In November, China’s new bank loans reflected a disappointing growth as household borrowing continued to decline amid persistent challenges in the property sector. Policymakers are vowing to implement more economic stimulus measures next year to promote recovery.
Chinese financial institutions issued 390 billion yuan ($55 billion) in new loans, a rise from 220 billion yuan in October but still below the 500 billion yuan that analysts had anticipated and lower than the 580 billion yuan from the same month last year. A significant slowdown in household borrowing, especially in mortgage lending, has significantly impacted loan expansion. Experts attribute part of the decline to local government debt issues, loan write-offs, and a shift toward alternative financing, yet weak demand for mortgages remains a major hindrance.

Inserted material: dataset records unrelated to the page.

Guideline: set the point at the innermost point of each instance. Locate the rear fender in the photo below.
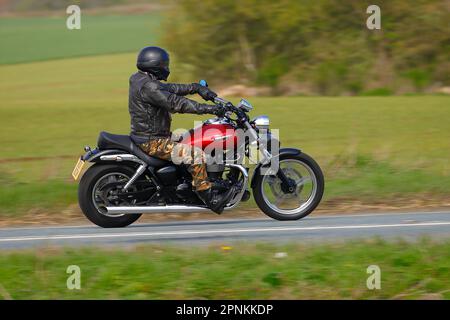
(94, 155)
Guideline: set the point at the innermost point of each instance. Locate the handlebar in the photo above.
(221, 101)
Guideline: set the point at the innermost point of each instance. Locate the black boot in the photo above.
(216, 201)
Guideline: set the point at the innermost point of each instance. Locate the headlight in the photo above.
(245, 105)
(262, 122)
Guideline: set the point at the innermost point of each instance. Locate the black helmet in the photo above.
(154, 60)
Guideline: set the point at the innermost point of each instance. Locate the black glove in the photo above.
(221, 110)
(205, 93)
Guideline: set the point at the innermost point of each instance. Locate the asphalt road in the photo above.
(410, 226)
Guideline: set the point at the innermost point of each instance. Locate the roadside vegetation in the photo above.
(232, 271)
(374, 149)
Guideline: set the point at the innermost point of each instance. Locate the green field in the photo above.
(242, 271)
(369, 147)
(45, 38)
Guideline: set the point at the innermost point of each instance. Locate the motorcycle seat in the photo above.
(123, 142)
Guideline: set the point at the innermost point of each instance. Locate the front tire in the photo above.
(86, 200)
(265, 184)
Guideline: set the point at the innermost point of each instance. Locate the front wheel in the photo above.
(277, 202)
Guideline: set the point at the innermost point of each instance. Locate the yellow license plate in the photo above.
(77, 170)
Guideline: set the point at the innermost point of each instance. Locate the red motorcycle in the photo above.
(124, 182)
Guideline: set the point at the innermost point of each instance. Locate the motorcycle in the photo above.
(123, 182)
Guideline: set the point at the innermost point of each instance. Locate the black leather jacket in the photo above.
(151, 102)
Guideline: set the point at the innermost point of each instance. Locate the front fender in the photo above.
(282, 152)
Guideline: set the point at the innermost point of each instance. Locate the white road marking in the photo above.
(326, 216)
(217, 231)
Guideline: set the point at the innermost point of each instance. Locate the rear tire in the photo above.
(85, 200)
(266, 208)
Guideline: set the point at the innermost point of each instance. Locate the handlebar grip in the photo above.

Since tighter regulations induced a liquidity crisis in the real estate sector in 2021, China's housing market has been struggling. Numerous property developers have defaulted on their loans, and a drop in home prices by 3.7% is expected this year, with additional decreases forecasted through 2026 before stabilization in 2027. In November, household loans, including mortgages, decreased by 206.3 billion yuan after a contraction of 360 billion yuan in October. In contrast, corporate loans increased from 350 billion to 610 billion yuan, reflecting continued business borrowing amidst economic uncertainty.
To stimulate economic activity, the Chinese government introduced a 500-billion-yuan policy-based financing initiative in September, which has funded over 2,300 projects worth around 7 trillion yuan by late October. Despite these efforts, consumers and businesses are remaining cautious about accumulating more debt due to ongoing property sector troubles and diminished confidence. Chinese officials have committed to a “proactive” fiscal policy for next year, planning to deploy monetary tools like cuts to the reserve requirement ratio and adjustments to interest rates to enhance economic expansion, which analysts are estimating will aim for around 5%.
For the first 11 months of 2025, new yuan loans totaled 15.36 trillion yuan, lower than 17.1 trillion yuan the previous year. Outstanding loans recorded a growth of 6.4% in November compared to last year, reaching a historic low and slightly dropping from October’s 6.5%. Conversely, the broad M2 money supply rose by only 8% year-on-year in November, below the expected 8.2%, while the narrower M1 money supply grew by 4.9%, down from 6.2% in October. Total social financing, which gauges overall credit and liquidity within the economy, remained stable, increasing by 8.5% year-on-year, unchanged from the prior month.